Timely activation of primary percutaneous coronary intervention (PCI) remains a critical determinant of outcomes in patients with ST-segment elevation myocardial infarction (STEMI). National guidelines recommend a DTB target of less than 90 minutes from emergency department (ED) arrival to device deployment. At UPMC Harrisburg, multidisciplinary collaboration has enabled reliable performance well within this benchmark.
A distinguished feature of the program is the integration of pre-hospital workflows. Performance tracking begins at EMS patient contact, rather than at ED arrival, reflecting early ECG acquisition, rapid STEMI identification, and pre-hospital cath lab activation.
According to Torrey Schmidt, DO, medical director of the Chest Pain Center at UPMC Harrisburg, continuous improvement is driven through monthly pre- and post-hospital team meetings involving EMS, the ED, cardiology, and the Chest Pain Committee. These meetings focus on case reviews, targeted education, and ways to improve collaboration between teams.

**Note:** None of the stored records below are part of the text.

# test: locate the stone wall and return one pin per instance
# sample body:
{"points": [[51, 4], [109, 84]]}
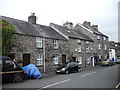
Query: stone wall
{"points": [[27, 45]]}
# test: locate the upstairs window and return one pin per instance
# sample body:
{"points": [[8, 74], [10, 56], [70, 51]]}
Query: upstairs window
{"points": [[79, 48], [87, 49], [105, 47], [39, 42], [55, 44], [79, 41], [39, 59], [79, 60], [55, 59], [99, 46], [104, 38], [98, 37]]}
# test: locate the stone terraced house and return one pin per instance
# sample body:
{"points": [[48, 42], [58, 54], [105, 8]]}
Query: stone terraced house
{"points": [[37, 44], [80, 45], [101, 45], [47, 46]]}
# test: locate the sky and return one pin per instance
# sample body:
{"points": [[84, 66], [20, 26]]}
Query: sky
{"points": [[103, 13]]}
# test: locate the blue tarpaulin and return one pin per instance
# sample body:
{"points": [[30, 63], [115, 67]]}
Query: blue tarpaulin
{"points": [[32, 71]]}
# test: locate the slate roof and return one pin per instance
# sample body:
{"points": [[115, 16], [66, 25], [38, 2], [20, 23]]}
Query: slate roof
{"points": [[94, 31], [27, 28], [70, 33]]}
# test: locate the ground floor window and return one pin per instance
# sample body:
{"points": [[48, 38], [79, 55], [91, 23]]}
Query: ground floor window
{"points": [[55, 59], [79, 60], [39, 59]]}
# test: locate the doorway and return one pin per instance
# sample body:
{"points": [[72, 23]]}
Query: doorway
{"points": [[26, 59]]}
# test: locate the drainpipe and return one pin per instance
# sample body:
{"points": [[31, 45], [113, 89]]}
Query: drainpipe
{"points": [[44, 54]]}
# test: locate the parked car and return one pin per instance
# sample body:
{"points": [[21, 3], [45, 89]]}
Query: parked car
{"points": [[10, 71], [118, 61], [107, 62], [68, 67]]}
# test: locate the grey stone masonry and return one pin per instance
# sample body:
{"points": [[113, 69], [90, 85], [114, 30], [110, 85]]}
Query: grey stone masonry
{"points": [[100, 44]]}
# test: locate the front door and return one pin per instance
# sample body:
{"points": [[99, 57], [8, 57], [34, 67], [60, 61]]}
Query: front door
{"points": [[26, 59], [63, 58]]}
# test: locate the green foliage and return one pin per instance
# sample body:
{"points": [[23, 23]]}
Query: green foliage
{"points": [[7, 36]]}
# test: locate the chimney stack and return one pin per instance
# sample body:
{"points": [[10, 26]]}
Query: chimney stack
{"points": [[88, 24], [32, 18], [69, 25]]}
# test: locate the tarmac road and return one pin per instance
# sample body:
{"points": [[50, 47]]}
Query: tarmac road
{"points": [[104, 77]]}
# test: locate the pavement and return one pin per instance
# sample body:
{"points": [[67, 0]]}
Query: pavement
{"points": [[82, 69], [89, 77]]}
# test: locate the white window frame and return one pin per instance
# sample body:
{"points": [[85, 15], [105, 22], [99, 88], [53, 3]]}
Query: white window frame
{"points": [[105, 47], [79, 41], [55, 59], [39, 59], [55, 44], [79, 48], [87, 42], [98, 37], [39, 42], [79, 60], [99, 46]]}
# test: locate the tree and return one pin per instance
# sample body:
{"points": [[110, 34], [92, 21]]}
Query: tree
{"points": [[7, 31]]}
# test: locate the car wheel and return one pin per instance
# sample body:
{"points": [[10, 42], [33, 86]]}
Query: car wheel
{"points": [[18, 78], [66, 72]]}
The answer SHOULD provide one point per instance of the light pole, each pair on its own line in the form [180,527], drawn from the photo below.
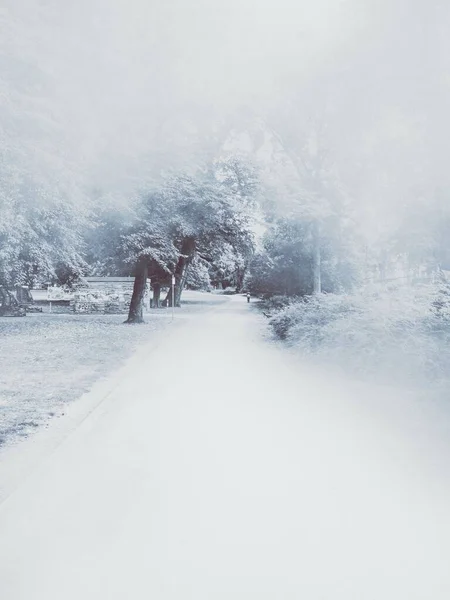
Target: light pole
[173,294]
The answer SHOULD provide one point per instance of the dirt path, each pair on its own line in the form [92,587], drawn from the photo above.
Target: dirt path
[222,470]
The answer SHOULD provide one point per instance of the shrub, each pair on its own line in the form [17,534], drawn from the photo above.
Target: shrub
[394,333]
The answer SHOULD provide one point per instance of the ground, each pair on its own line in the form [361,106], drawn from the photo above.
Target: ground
[48,360]
[220,467]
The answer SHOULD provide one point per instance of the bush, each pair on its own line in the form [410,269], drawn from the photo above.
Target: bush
[392,333]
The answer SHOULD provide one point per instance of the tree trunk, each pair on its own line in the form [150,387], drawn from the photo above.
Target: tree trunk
[156,295]
[186,257]
[136,313]
[240,276]
[317,275]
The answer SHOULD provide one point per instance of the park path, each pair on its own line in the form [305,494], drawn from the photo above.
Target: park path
[221,469]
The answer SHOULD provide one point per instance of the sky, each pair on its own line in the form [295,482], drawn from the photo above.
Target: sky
[121,89]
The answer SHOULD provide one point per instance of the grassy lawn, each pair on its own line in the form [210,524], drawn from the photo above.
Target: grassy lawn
[48,360]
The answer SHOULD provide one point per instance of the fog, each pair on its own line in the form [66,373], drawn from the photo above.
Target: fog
[122,89]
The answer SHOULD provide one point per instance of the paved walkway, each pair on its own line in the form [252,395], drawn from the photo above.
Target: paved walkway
[223,470]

“Consistent outcomes in STEMI care depend on shared accountability across pre- and post-hospital teams,” says Dr. Schmidt. “Our ability to collaborate across disciplines and align our goals to standardize processes is central to our success.”
In recognition of this performance, UPMC Harrisburg received the American College of Cardiology NCDR Chest Pain-MI Registry Platinum Performance Achievement Award for 2025, reflecting consistent adherence to evidence-based metrics and superior outcomes for STEMI care.